Sannyas means vulnerability. It means surrender, it means trust, it means god is, and if you are missing then something is wrong with you. It is not that god is not; something is wrong with you. Maybe you are keeping your eyes closed. The sun has risen, it is morning but you are still keeping your eyes closed, hence you are in darkness.
Open your eyes – that is svagato, that is welcome. Maybe the wind is there but your doors are closed and you are unnecessarily living in a suffocated, stale room. Open the doors, that is welcome, and the wind comes in, the rain comes in, the sun comes in and god comes in millions of forms. These are all his forms, his ways of coming.
Slowly slowly as one opens up, more and more life starts happening. And when one is utterly open – not even a single door is closed any more, not even a window, when all the walls have disappeared, one is so open that one is under the open sky – then god is available from all the dimensions. He
starts pouring into you from all sides, and not only from without, he starts rising from within you too. Then it is all god, inside, outside; then god is the guest and god is the host. Then it is god in god’s embrace. This is what Christian mystics have called ‘unio mystica’, the mystic union.

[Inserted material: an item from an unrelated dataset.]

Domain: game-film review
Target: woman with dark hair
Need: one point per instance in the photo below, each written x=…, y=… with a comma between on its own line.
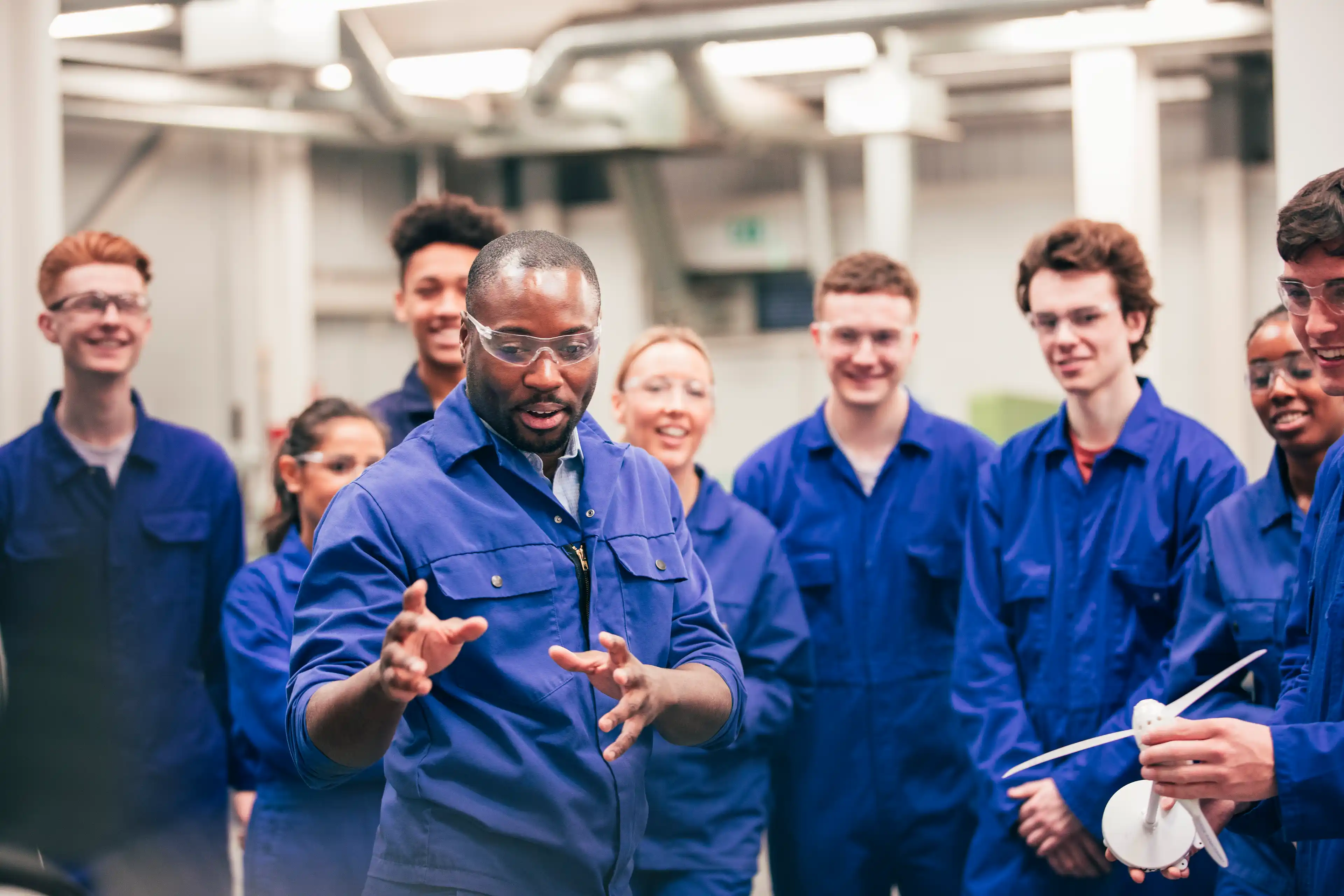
x=300, y=841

Deva means divine, nirodh means cessation – a divine death. That’s what sannyas is all about: the end of all that you have been up to now and the beginning of something you have not even dreamt about the cessation of the known and the beginning of the unknown. It is a discontinuity with the past. This moment, the moment of initiation, is a death and a rebirth. It is a death of the old identity, the way you have always understood yourself, the way of the ego, the feeling that you are separate from existence, the identity with the body and the mind. With one stroke, one has to drop it, in one single blow. And one starts absolutely fresh, from ABC, as if one is born again. And it is very easy to become new, because the question is only of our clinging to the past; the past is not clinging to you. So if you drop it, it is dropped; it is just a question of decision.
And sannyas is that decision. It is suicide, and the true suicide, but out of this suicide begins the journey of the eternal. Out of this death arises a life that knows no end. That’s the meaning of your name.
Deva means divine, ushma means warmth – divine warmth. Death is cold, life is warm. Matter is cold, consciousness is warm. Hate is cold, love is warm. So drop all that is cold from your life and live more and more in warmth. The colour orange represents fire. It represents all that is warm, not only warm but hot too! Live in a hot way.
People are living at the minimum, hence they never come to know the significance, the meaning, of life. The meaning of life is revealed only at the optimum. When one lives really hot, when life is a passionate affair, when it is adventure and risk, when one is not just living half-heartedly, then only do the mysteries open their doors.
So avoid all that is cold, search for warmer dimensions of being, and you will be moving towards god, because god is the hottest thing in the world!